Afterlives: My Mother’s Breast Cancer, and My Own

Kate Bolick, writing for The New Yorker:

When I was in college, I asked my mother if she believed in an afterlife, and she said no. This didn’t surprise me—she’d finished Catholic school an atheist—but it bothered me. I reasoned with her: “None of us can say for certain there’s no life after death because we’re still alive,” and, “What if there is an afterlife and, by refusing to believe in it, you lose your right to send signs from beyond the grave?” and, “How about this: let’s just agree to agree that there is an afterlife, and if there is, when one of us dies, we can send signs, and if there isn’t that’s that. But at least we’ll have the option.” She laughed and said no, thank you.

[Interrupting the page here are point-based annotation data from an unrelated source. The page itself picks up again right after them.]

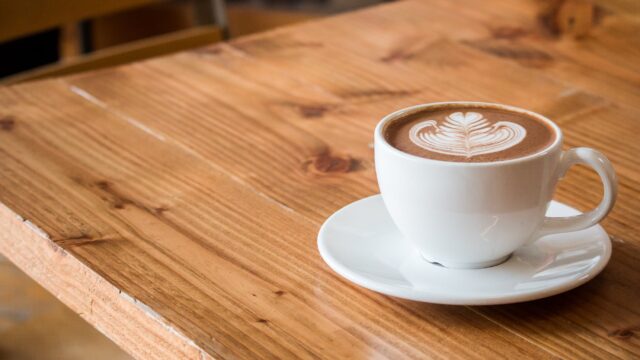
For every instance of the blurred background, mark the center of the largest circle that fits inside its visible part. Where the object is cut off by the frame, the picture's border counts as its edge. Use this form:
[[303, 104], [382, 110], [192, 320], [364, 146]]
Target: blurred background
[[48, 38]]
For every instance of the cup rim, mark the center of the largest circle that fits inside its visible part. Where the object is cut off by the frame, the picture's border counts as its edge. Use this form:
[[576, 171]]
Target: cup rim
[[379, 137]]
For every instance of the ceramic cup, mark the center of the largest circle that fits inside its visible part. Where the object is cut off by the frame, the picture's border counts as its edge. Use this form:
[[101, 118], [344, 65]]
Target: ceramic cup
[[474, 215]]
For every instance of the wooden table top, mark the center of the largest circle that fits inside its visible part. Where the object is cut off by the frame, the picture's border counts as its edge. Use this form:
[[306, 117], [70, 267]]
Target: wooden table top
[[175, 203]]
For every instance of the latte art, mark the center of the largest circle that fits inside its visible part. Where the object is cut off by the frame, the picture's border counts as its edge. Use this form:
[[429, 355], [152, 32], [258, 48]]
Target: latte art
[[466, 134]]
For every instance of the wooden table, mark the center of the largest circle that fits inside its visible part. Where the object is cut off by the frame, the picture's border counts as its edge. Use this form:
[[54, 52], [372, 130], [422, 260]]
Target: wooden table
[[175, 203]]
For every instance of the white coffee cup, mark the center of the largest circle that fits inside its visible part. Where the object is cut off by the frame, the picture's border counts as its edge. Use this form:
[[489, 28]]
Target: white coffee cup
[[474, 215]]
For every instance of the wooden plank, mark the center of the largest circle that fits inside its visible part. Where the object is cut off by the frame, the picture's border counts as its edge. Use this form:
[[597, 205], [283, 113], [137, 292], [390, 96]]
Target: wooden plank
[[189, 251], [354, 99], [251, 145]]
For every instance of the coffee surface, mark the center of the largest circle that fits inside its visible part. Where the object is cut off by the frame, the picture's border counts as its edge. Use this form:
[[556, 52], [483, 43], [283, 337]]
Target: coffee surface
[[469, 134]]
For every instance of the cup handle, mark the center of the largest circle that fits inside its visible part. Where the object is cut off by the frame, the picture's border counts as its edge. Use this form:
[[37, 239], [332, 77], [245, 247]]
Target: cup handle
[[602, 166]]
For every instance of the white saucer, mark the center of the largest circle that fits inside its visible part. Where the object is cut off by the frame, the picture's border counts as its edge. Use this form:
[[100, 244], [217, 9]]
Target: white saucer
[[361, 243]]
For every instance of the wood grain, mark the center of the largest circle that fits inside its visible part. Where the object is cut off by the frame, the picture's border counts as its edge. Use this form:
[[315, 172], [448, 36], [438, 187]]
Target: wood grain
[[195, 184]]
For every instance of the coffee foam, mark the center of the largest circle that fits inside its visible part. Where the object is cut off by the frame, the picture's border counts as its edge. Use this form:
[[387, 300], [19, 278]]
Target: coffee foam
[[466, 134], [470, 132]]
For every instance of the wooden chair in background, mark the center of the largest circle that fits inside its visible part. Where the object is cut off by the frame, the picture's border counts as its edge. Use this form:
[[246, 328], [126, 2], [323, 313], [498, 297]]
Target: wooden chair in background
[[193, 23]]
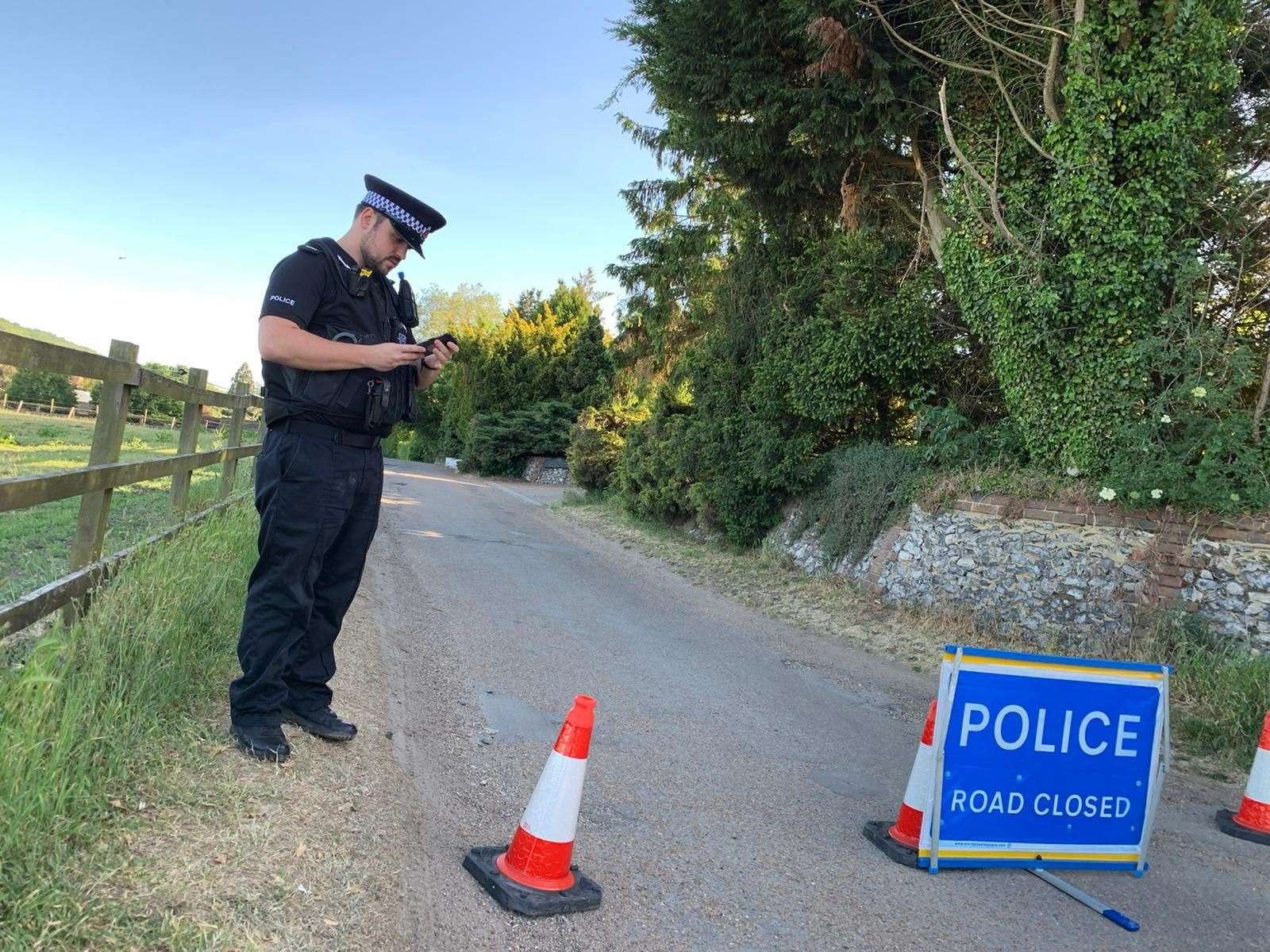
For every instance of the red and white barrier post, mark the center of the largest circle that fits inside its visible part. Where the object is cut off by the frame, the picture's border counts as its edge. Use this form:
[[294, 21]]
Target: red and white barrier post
[[533, 875], [1253, 820]]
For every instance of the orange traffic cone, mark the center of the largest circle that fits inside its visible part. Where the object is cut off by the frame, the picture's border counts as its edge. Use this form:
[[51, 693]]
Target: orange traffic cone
[[1253, 822], [533, 875], [899, 839]]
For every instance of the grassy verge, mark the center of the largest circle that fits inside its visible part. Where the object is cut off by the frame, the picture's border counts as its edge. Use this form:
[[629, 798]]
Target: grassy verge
[[84, 721], [1219, 692], [38, 539]]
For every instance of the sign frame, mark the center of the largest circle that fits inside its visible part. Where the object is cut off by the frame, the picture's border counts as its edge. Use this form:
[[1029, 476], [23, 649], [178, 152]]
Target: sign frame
[[935, 856]]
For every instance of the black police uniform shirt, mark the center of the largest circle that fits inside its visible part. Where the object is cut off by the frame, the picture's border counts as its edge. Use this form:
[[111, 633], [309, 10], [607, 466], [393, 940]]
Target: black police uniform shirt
[[304, 289]]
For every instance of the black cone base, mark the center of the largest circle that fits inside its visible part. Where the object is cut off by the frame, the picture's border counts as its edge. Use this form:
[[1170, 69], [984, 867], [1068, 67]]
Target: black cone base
[[1226, 824], [876, 831], [511, 895]]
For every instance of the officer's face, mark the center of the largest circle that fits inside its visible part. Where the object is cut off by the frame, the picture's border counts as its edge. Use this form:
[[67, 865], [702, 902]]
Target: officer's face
[[383, 249]]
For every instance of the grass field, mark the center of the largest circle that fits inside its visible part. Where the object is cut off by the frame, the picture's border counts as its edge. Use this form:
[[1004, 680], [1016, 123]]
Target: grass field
[[36, 541], [92, 720]]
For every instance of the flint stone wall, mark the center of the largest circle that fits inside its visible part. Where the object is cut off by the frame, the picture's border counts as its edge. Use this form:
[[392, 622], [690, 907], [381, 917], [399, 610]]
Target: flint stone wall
[[548, 469], [1081, 573]]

A year later, after her cancer had reëmerged and killed her more swiftly than we’d ever thought possible, I thought of this conversation often, and was annoyed. Thanks for leaving me alone in this cold, echoing void, Mom. Would it have hurt her to humor me? To at least be on the lookout for signs from beyond would have been a comfort. I envied people who deluded themselves by visiting mediums or psychics, and I bridled at those who said my mother was “watching over” me. Maybe other mothers did such a thing, but not mine.

I promise you that this piece isn't nearly as negative as the above excerpt makes it seem. I just didn't want to spoil anything.